Wordiction - text prediction app
Wordiction is a text prediction app that predicts the next word to be typed in, based on previous text. It is developed in the scope of the Capstone Project for Coursera / John Hopkins Data Science Specialization.
It suggests three words most likely to be the next in the given context.
Prediction is based on corpus provided in Coursera Data Science Specialization Capstone project, which consists of texts extracted from extracts from Twitter, news and blog websites.
Preprocessing data
The following steps have been performed in data preprocessing step:
- Load and concatenate twitter, blogs and news text files provided.
- Split the text into 10000 chunks for faster processing.
- Tokenize and create ngrams (bi-, tri- and four-gram) table with phrases and their frequences.
- Prune the ngrams table - strip ngrams with frequency less than 2.
- Strip all non-alphabetic characters (preserve line endings).
- Save ngrams tables into csv file.
Building the model
The following algorithm is used in building the prediction model:
- Read in the csv file with ngrams table and split into separate bi-, tri- and fourgrams data tables.
- Use back-off algorithm in the lookup process to suggest top 3 words that complete most common ngrams:
- Look up fourgrams that begin with the last 3 words typed-in.
- If not found in fourgrams table, lookup the trigrams that begin with the last 2 words.
- If not found in trigrams table, lookup the bigrams that begin with the last word.

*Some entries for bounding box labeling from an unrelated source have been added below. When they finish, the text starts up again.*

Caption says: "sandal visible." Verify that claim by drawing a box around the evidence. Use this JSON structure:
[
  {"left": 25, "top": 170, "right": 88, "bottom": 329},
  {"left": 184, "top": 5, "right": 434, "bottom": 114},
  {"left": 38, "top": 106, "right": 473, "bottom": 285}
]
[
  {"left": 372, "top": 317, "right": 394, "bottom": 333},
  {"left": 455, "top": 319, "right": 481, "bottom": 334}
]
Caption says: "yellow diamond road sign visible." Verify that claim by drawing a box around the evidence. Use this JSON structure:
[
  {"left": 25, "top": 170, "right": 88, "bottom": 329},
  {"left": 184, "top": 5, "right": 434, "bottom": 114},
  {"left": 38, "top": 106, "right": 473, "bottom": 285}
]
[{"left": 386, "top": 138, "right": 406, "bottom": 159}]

- If not found in bigrams table, suggest the three most common unigrams.
Wordiction app usage
Start typing in the Text box. The app provides three suggestions most likely to be the next word to be typed in.
The first suggestion is the most likely to be the one. To accept a suggestion, simply click the accpet button next to the best suggestion, and word is appended to the text area.
Click Clear button to clear the text from text box.